La valorisation des sous-produits est une source de diversification de revenus pour les oléicultrices. Utilisée en savonnerie, l’huile d’olive a des propriétés adoucissantes pour la peau. La production de savons est une activité majoritairement féminine, encore peu développée dans la filière oléicole.




Protéger la biodiversité

Si aujourd’hui les trois wilayas du projet ne sont que peu confrontées à des difficultés d’accès à l’eau, on observe toutefois depuis plusieurs années une pollution croissante liée au rejet dans les cours d’eau des margines (eau issue de l’extraction de l’huile) et des grignons (peau, pulpe pressée et noyau de l’olive). La réglementation n’est souvent pas respectée, les moulins ne disposent pas des équipements et n’appliquent que trop peu les pratiques d’élimination de ces sous-produits polluants.
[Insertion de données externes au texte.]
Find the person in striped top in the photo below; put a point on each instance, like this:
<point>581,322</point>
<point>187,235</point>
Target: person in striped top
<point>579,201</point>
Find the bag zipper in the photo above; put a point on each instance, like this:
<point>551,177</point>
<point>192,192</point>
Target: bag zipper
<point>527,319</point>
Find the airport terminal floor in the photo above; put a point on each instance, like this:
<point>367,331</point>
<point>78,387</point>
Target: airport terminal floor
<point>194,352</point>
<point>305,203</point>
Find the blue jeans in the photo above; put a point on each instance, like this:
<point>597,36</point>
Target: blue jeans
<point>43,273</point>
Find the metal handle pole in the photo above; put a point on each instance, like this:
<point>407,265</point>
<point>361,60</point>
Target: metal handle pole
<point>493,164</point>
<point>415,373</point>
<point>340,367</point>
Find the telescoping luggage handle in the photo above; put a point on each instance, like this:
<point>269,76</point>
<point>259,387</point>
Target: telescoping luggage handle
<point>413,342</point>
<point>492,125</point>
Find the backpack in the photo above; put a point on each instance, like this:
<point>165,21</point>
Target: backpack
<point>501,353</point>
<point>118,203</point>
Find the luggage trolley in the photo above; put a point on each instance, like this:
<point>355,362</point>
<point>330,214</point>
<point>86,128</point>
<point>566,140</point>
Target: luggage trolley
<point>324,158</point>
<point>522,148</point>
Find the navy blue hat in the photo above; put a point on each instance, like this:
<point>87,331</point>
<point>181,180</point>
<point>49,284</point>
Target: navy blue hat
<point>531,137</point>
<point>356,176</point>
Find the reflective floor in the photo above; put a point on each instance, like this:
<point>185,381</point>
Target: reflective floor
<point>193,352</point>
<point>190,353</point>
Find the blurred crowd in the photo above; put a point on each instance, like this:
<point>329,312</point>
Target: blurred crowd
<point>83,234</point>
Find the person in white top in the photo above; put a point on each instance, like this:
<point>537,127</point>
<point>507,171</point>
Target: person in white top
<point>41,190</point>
Au niveau des exploitations oléicoles, le recours a l’irrigation demeure rare mais pourrait augmenter dans un contexte de diminution de la pluviométrie et d’augmentation des températures estivales. Les oliveraies sont en première ligne de ces phénomènes, notamment des incendies, et nombre d’oléiculteurs se sentent désarmés. Le recours a l’irrigation d’appoint pourrait s’étendre, posant la question de la gestion des ressources hydriques dans la vallée de Soummam.


Valorisation des grignons

Station de biocompost, El Kseur (Béjaïa) – Mr. Amzal Rabah présente le processus de valorisation de grignon (noyau, pulpe, peau) d’olive : une fois mélangés à d’autres déchets verts broyés et fermentés, les grignons constituent un substrat organique riche.



Des fraisiers ont été plantés à partir des sacs de compost de grignons. Les sous-produits (feuilles, grignons) peuvent être compostés pour produire de l’engrais.